Lynn assembled their dress from clothes she found at Goodwill and basic craft supplies. She decorated the brown toy gun that her daughter carried with silver gears and gold paint so that it fit with the steampunk theme.
"We love to dress up together," Lynn said in the courtyard of the hotel.
They were just two of more than 400 people attending the con over its three-day run, said Steve Dockery, a director of the event.
The steampunk genre blends elements of Victorian culture with Jules Verne-esque science fiction, and in recent years it has gained popularity among people who enjoy dressing up in costumes and role-playing.
"I have always been fascinated with steampunk, so I was looking for conventions to go to, but they are all up in New York or New Jersey. I thought, why not put one on in Chattanooga? And what better place than the Choo Choo?" said Dockery.
The historic train depot was completed in 1905, just four years after Queen Victoria's death. The train cars that are still a part of the hotel are modeled after the Victorian era. On Saturday, the train cars looked like props strategically placed around the costumed steampunk enthusiasts.
"Chattanooga is so historic and that is what steampunk deals with, specifically the Victorian era," Dockery said. "Steampunk and Chattanooga are tied together perfectly with the Choo Choo."
Besides steampunk fanatics, the con also catered to Goths and a variety of other so-called costumers. It had a full schedule of events including a gear swap, a vendor hall that sold merchandise, a masquerade ball and several seminars. Special guests included costume experts Paige Gardner and Naomi Grunwald-Eberhart, and steampunk authors Alan Lewis and J.L. Mulvihill.
Friends Alan Grist and James Mealey live in Chattanooga and have been costuming together for years. They were at the Con to buy some additional costume pieces. Mealey found a furry tail to complete the original costume he created for the character he named Shadow Fox. Grist bought a pair of brown leather goggles that were round and thick rimmed, with multiple buckles on the strap to go with his developing steampunk costume.

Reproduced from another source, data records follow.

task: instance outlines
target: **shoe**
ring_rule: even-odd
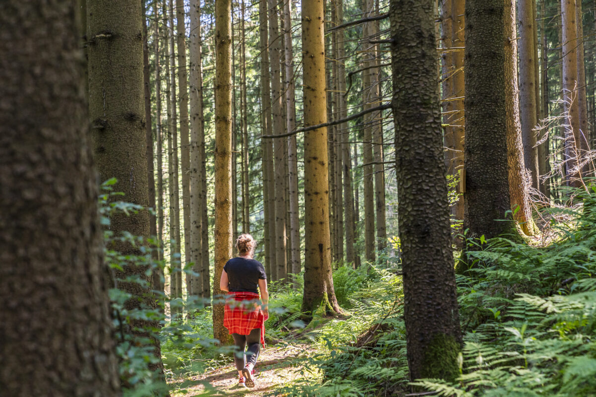
[[[247,387],[254,387],[254,379],[253,378],[253,374],[254,373],[254,370],[250,370],[247,367],[245,367],[242,370],[242,374],[246,378],[245,384]]]

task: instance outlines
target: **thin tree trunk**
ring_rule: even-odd
[[[327,121],[323,4],[303,0],[304,125]],[[325,127],[305,133],[305,275],[302,311],[339,312],[333,289],[329,233],[328,162]]]
[[[579,129],[581,136],[581,148],[582,152],[587,151],[588,144],[588,101],[586,98],[586,69],[584,62],[584,51],[583,51],[583,15],[582,11],[581,0],[576,0],[576,10],[577,15],[576,22],[578,26],[578,41],[576,43],[576,51],[578,52],[578,105],[579,108]],[[592,50],[593,51],[593,50]],[[584,172],[588,170],[588,167],[584,167]]]
[[[534,58],[533,0],[519,0],[519,87],[520,121],[522,140],[523,142],[524,163],[532,178],[532,187],[538,189],[538,150],[536,146],[536,104],[535,86],[536,78]]]
[[[451,118],[453,127],[453,143],[455,156],[454,158],[454,172],[460,175],[464,169],[464,143],[465,140],[465,117],[464,110],[464,94],[465,90],[464,76],[464,36],[465,34],[464,14],[465,12],[464,0],[451,1],[452,36],[451,46],[457,48],[452,52],[453,74],[451,76],[451,95],[453,102],[454,117]],[[457,98],[457,99],[455,98]],[[455,219],[463,220],[464,212],[464,192],[460,190],[461,185],[458,184],[457,192],[461,193],[457,201],[454,204],[451,213]],[[461,230],[456,230],[460,232]],[[462,242],[458,239],[458,243]]]
[[[365,15],[372,15],[374,11],[374,4],[372,0],[364,0]],[[372,24],[365,23],[362,29],[362,36],[365,48],[368,48],[368,39],[372,33]],[[374,46],[372,46],[373,47]],[[371,54],[371,52],[372,52]],[[368,53],[365,53],[363,66],[369,68],[363,72],[362,74],[362,93],[364,110],[368,109],[376,104],[372,104],[377,100],[375,86],[374,84],[375,77],[377,75],[376,68],[372,67],[374,65],[374,54],[375,52],[372,49],[368,49]],[[364,246],[365,257],[370,262],[374,262],[375,255],[375,226],[374,226],[374,167],[372,162],[374,161],[372,154],[372,129],[376,113],[369,113],[364,116],[364,143],[362,151],[364,155],[364,165],[363,168],[363,180],[364,181]]]
[[[190,143],[188,131],[188,64],[186,58],[186,27],[184,25],[184,1],[176,0],[176,49],[178,61],[178,102],[180,104],[180,168],[182,180],[182,223],[184,230],[184,267],[190,263],[193,242],[190,221]],[[186,273],[187,291],[191,276]]]
[[[516,29],[515,0],[505,0],[505,101],[507,112],[507,164],[510,203],[512,210],[519,206],[513,218],[527,235],[537,229],[532,218],[529,186],[524,167],[523,144],[517,91],[517,39]]]
[[[354,145],[354,170],[358,169],[358,145]],[[358,182],[354,183],[354,231],[355,236],[356,235],[355,232],[360,232],[362,230],[362,223],[361,222],[360,218],[360,197],[359,197],[359,190],[360,190],[360,184]],[[358,233],[358,234],[360,234]],[[360,255],[362,255],[362,246],[359,245],[359,249],[358,252],[355,249],[354,258],[354,267],[355,268],[357,267],[360,267],[361,264],[361,260],[360,258]]]
[[[232,5],[232,245],[238,239],[238,120],[237,107],[236,106],[236,51],[234,39],[236,32],[234,30],[234,5]]]
[[[215,1],[215,273],[213,296],[220,295],[219,277],[232,257],[232,26],[231,0]],[[224,327],[224,304],[213,303],[213,337],[231,342]]]
[[[250,232],[250,190],[249,187],[249,118],[246,102],[246,37],[244,29],[244,0],[240,19],[240,84],[242,89],[242,232]]]
[[[338,19],[338,5],[337,0],[333,0],[331,2],[331,15],[333,24],[336,26],[341,23]],[[341,114],[340,102],[342,93],[340,92],[339,88],[339,64],[344,61],[340,58],[339,57],[339,35],[340,32],[333,32],[331,35],[331,45],[333,48],[333,62],[332,63],[333,71],[333,114],[334,118],[339,118]],[[345,73],[344,73],[345,76]],[[342,146],[342,131],[340,126],[335,126],[335,133],[333,135],[333,153],[334,164],[333,165],[333,185],[335,191],[335,201],[333,203],[334,211],[334,225],[335,227],[335,241],[336,261],[339,264],[344,262],[344,224],[343,224],[343,195],[342,176],[343,173],[343,156]]]
[[[433,5],[433,0],[391,0],[389,6],[399,230],[411,379],[453,380],[459,375],[462,339],[443,160]],[[417,44],[413,48],[398,42]]]
[[[159,17],[158,2],[156,0],[153,4],[155,12],[153,40],[155,45],[154,51],[155,51],[156,140],[157,143],[157,242],[159,245],[157,252],[159,259],[162,261],[163,260],[163,135],[162,124],[162,72],[160,65],[159,24],[157,23]],[[160,268],[157,273],[153,274],[153,289],[163,293],[164,286],[163,270]]]
[[[170,110],[169,133],[172,136],[172,175],[170,176],[170,219],[173,228],[170,238],[173,240],[170,245],[170,261],[172,270],[170,280],[170,298],[173,299],[170,303],[172,318],[182,315],[182,258],[180,256],[180,193],[178,187],[178,108],[176,101],[176,57],[174,52],[174,3],[169,0],[168,3],[169,17],[170,40]]]
[[[290,1],[284,4],[284,35],[285,37],[285,117],[286,130],[289,132],[296,129],[296,100],[294,93],[294,50],[291,37],[291,10]],[[298,154],[296,136],[291,135],[287,139],[288,146],[288,183],[290,202],[290,252],[291,271],[294,274],[300,272],[300,218],[298,205]],[[297,282],[297,281],[296,282]],[[297,284],[295,284],[297,285]]]
[[[144,126],[147,121],[143,107],[143,46],[139,36],[142,29],[141,4],[114,5],[97,0],[87,3],[87,11],[89,40],[92,43],[88,48],[89,116],[100,177],[101,180],[115,177],[118,181],[116,189],[124,193],[125,200],[146,207],[148,189]],[[106,62],[106,59],[111,62]],[[110,229],[116,236],[126,232],[147,239],[150,235],[148,211],[114,215],[110,219]],[[138,247],[124,241],[115,242],[110,248],[123,255],[139,254]],[[148,285],[119,283],[120,289],[131,295],[125,303],[125,309],[141,305],[156,308],[147,270],[147,266],[131,264],[116,272],[119,279],[139,277]],[[128,325],[129,335],[139,338],[136,341],[139,345],[146,344],[153,349],[155,364],[148,365],[150,370],[163,374],[159,340],[154,336],[148,338],[146,331],[158,328],[159,322],[131,319]]]
[[[578,28],[576,23],[576,0],[561,0],[563,32],[563,95],[566,117],[565,160],[567,182],[572,186],[581,185],[582,137],[578,98]]]
[[[375,2],[377,14],[378,12],[378,1]],[[371,33],[373,38],[378,36],[378,21],[374,21],[371,24]],[[379,62],[379,48],[377,45],[374,47],[374,58],[372,62],[377,65]],[[374,95],[374,106],[381,104],[381,83],[380,73],[380,68],[376,67],[371,69],[371,80],[372,83],[372,92]],[[374,74],[373,74],[374,73]],[[387,222],[385,219],[385,165],[383,164],[384,156],[383,150],[383,112],[377,112],[372,114],[374,118],[372,124],[372,152],[374,157],[374,188],[375,188],[375,210],[377,221],[377,249],[379,252],[385,249],[387,246]]]
[[[4,396],[120,395],[76,4],[0,5]],[[140,17],[140,5],[138,11]],[[140,32],[141,21],[134,21]],[[135,127],[144,139],[137,42]],[[137,149],[144,152],[142,145]]]
[[[193,243],[190,261],[194,264],[193,271],[197,275],[191,278],[190,290],[193,295],[202,296],[203,285],[203,234],[207,233],[203,224],[201,202],[201,132],[203,128],[202,54],[201,46],[201,2],[193,0],[190,3],[190,72],[189,96],[190,99],[190,223]]]
[[[283,122],[281,89],[281,74],[280,53],[281,50],[280,30],[277,13],[277,0],[268,0],[269,6],[269,66],[271,73],[271,111],[273,116],[273,132],[281,135],[284,132]],[[283,172],[284,157],[283,138],[275,138],[273,140],[275,154],[275,264],[277,268],[277,280],[285,279],[286,269],[286,236],[285,236],[285,175]]]
[[[544,26],[544,20],[546,18],[547,14],[547,8],[544,4],[545,0],[541,0],[540,2],[540,9],[541,9],[541,17],[540,18],[540,31],[542,33],[542,51],[541,52],[541,55],[542,57],[542,67],[541,70],[541,79],[542,80],[542,83],[541,84],[541,89],[542,89],[542,101],[541,104],[542,107],[542,117],[546,118],[549,115],[549,110],[548,110],[548,35],[547,35],[547,31]],[[550,138],[548,136],[548,134],[545,132],[544,134],[547,135],[546,140],[545,140],[544,143],[542,144],[543,148],[543,155],[542,160],[544,162],[544,174],[548,174],[551,172],[551,165],[550,165]],[[542,136],[544,136],[543,135]],[[542,174],[543,173],[542,169],[541,168],[540,173]],[[544,181],[544,190],[545,195],[546,195],[547,202],[550,201],[551,190],[550,190],[550,181],[551,179],[548,178]]]
[[[465,2],[464,229],[474,238],[514,232],[510,223],[499,220],[510,208],[504,7],[503,0]]]
[[[453,0],[455,1],[455,0]],[[445,165],[447,174],[455,173],[455,129],[452,119],[455,117],[453,111],[455,103],[451,101],[453,93],[454,51],[451,49],[453,34],[453,17],[452,15],[452,0],[442,0],[441,4],[441,107],[443,111],[443,124],[445,125],[443,131],[443,142]]]
[[[147,38],[147,20],[145,2],[141,1],[143,22],[143,93],[145,99],[145,137],[147,158],[147,180],[148,182],[149,207],[155,209],[155,177],[153,170],[153,131],[151,114],[151,83],[149,71],[149,45]],[[155,215],[149,214],[149,233],[157,236],[157,224]]]
[[[269,71],[269,40],[267,29],[267,2],[259,3],[259,33],[260,47],[260,98],[262,135],[271,135],[271,76]],[[277,269],[275,260],[275,212],[273,194],[273,142],[270,139],[261,139],[263,162],[263,240],[265,241],[265,268],[267,278],[271,281],[277,279]]]

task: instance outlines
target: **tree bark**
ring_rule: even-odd
[[[284,4],[284,36],[285,67],[286,130],[296,129],[296,100],[294,90],[294,50],[291,37],[291,10],[290,1]],[[294,274],[300,272],[300,218],[298,204],[298,154],[296,135],[288,137],[288,183],[290,202],[290,266]],[[247,164],[248,160],[247,160]]]
[[[194,242],[190,221],[190,143],[188,137],[188,64],[186,58],[186,28],[184,25],[184,1],[176,0],[176,46],[178,61],[178,102],[180,107],[180,171],[182,182],[182,225],[184,230],[184,267],[190,263]],[[191,276],[186,273],[187,290],[192,286]],[[181,290],[182,290],[181,289]]]
[[[170,185],[170,310],[172,318],[182,315],[182,273],[180,238],[180,194],[178,185],[178,108],[176,104],[176,57],[174,56],[174,5],[169,0],[169,30],[170,51],[170,111],[169,129],[172,138],[172,173]],[[167,25],[166,25],[167,26]]]
[[[271,112],[273,117],[272,130],[275,134],[281,135],[284,132],[282,108],[281,63],[280,60],[280,39],[277,14],[277,0],[268,0],[269,6],[269,55],[271,73]],[[283,172],[284,146],[283,138],[273,140],[275,155],[275,264],[277,268],[277,279],[281,280],[287,277],[286,270],[286,236],[285,236],[285,175]]]
[[[190,99],[190,224],[193,246],[190,261],[194,264],[193,271],[197,275],[191,277],[191,294],[202,296],[203,285],[203,233],[207,227],[203,224],[201,202],[201,133],[203,129],[203,76],[201,38],[201,3],[193,0],[190,4],[190,72],[189,96]]]
[[[364,0],[364,12],[366,15],[372,15],[374,11],[373,2],[372,0]],[[362,36],[365,43],[368,44],[368,40],[372,33],[372,24],[371,23],[365,23],[362,29]],[[371,51],[369,49],[368,52]],[[368,68],[362,73],[362,102],[364,104],[364,110],[366,110],[374,105],[371,102],[374,102],[377,100],[376,86],[374,84],[375,81],[374,76],[376,76],[376,68],[372,67],[374,65],[374,55],[365,53],[363,67]],[[372,129],[374,128],[374,123],[375,115],[371,114],[366,115],[364,118],[364,143],[362,146],[362,152],[364,155],[364,165],[363,168],[363,180],[364,187],[364,247],[365,257],[367,261],[374,262],[375,255],[375,226],[374,226],[374,185],[373,180],[374,179],[374,167],[372,162],[374,161],[372,157]]]
[[[141,1],[143,22],[143,93],[145,99],[145,152],[147,158],[147,180],[148,181],[149,207],[155,209],[155,177],[153,170],[153,130],[151,114],[151,82],[149,71],[149,45],[147,38],[147,20],[145,2]],[[157,223],[155,215],[149,214],[150,236],[157,236]]]
[[[242,0],[242,14],[240,19],[240,65],[242,87],[242,232],[250,233],[250,189],[249,187],[249,118],[246,102],[246,37],[244,29],[246,4]]]
[[[232,26],[231,0],[215,1],[215,273],[213,296],[221,295],[219,276],[232,257]],[[213,303],[213,337],[231,343],[224,327],[224,304]]]
[[[101,180],[115,177],[116,189],[128,202],[147,207],[148,202],[145,145],[145,119],[143,107],[143,45],[141,4],[113,4],[105,0],[87,3],[89,40],[89,119],[93,126],[94,154]],[[108,62],[106,62],[106,60]],[[110,229],[114,236],[124,232],[147,239],[150,236],[149,214],[146,209],[127,215],[114,215]],[[111,249],[123,255],[136,255],[139,249],[120,242]],[[119,288],[132,295],[125,308],[156,308],[151,292],[147,267],[129,264],[116,272]],[[136,277],[147,282],[123,281]],[[163,373],[160,342],[148,336],[157,329],[156,320],[132,319],[127,332],[134,338],[147,340],[154,348],[158,362],[150,369]],[[167,394],[167,393],[165,394]]]
[[[155,52],[155,98],[156,98],[156,140],[157,143],[157,252],[159,260],[163,260],[163,129],[162,124],[162,76],[160,65],[159,24],[158,2],[153,5],[156,22],[153,24],[154,45]],[[153,274],[153,289],[162,293],[164,290],[163,270],[160,268]],[[162,298],[163,300],[163,298]],[[163,302],[162,302],[163,304]]]
[[[576,51],[578,53],[578,105],[579,110],[579,130],[581,132],[582,150],[588,149],[588,100],[586,98],[586,69],[584,62],[583,51],[583,13],[582,11],[581,0],[576,0],[576,21],[578,27],[578,42]],[[588,167],[584,167],[584,172],[588,171]]]
[[[303,0],[304,125],[327,121],[323,4]],[[305,133],[305,274],[302,311],[339,312],[333,289],[329,231],[327,129]]]
[[[454,149],[455,157],[454,159],[454,171],[459,174],[461,178],[461,172],[464,169],[464,143],[465,140],[465,117],[464,110],[464,95],[465,90],[464,77],[464,51],[465,45],[464,36],[465,34],[465,2],[464,0],[452,0],[452,37],[451,45],[457,49],[453,52],[452,61],[453,62],[453,74],[451,79],[452,100],[453,102],[454,117],[451,118],[454,133]],[[455,99],[457,98],[457,99]],[[458,201],[453,206],[451,214],[455,215],[455,219],[464,219],[464,202],[463,192],[460,190],[460,185],[458,184],[457,192],[460,195]],[[461,233],[461,230],[458,230]]]
[[[567,183],[579,187],[582,173],[582,136],[578,98],[578,28],[576,0],[561,0],[563,33],[563,95],[565,118],[565,160]]]
[[[399,230],[410,377],[452,380],[459,374],[462,339],[443,160],[433,2],[391,0],[389,5]]]
[[[533,0],[518,1],[519,18],[519,87],[520,121],[523,142],[524,163],[532,178],[532,187],[538,189],[538,149],[536,133],[537,124],[534,58]]]
[[[512,232],[505,99],[503,0],[465,3],[465,214],[468,237]]]
[[[272,134],[271,126],[271,76],[269,71],[269,40],[267,29],[267,2],[259,3],[259,33],[260,47],[261,131]],[[265,268],[270,281],[277,279],[275,267],[275,208],[273,193],[273,142],[261,139],[263,162],[263,207],[265,215],[263,239],[265,240]]]
[[[527,235],[535,234],[536,224],[532,217],[529,185],[524,166],[523,143],[520,123],[519,98],[517,91],[517,40],[516,29],[515,0],[504,2],[504,46],[505,49],[505,101],[507,112],[507,164],[510,204],[512,210],[519,206],[513,218]]]
[[[76,4],[0,5],[0,393],[12,397],[120,395]]]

"Conventions are a chance to buy the highest grade costumes from vendors. The glasses and goggles you buy here will last for years," Mealey said.
The men in top hats and combat boots and the women in corsets with heavy, dark makeup all seemed to agree that Chattanooga needs to have more steampunk-themed events.
Plans are already in place to host another convention next year, Dockery said.
"Once you start attending a con you never stop," Mealey said.
The convention continues today with a swap meet from 10 a.m. to 1 p.m.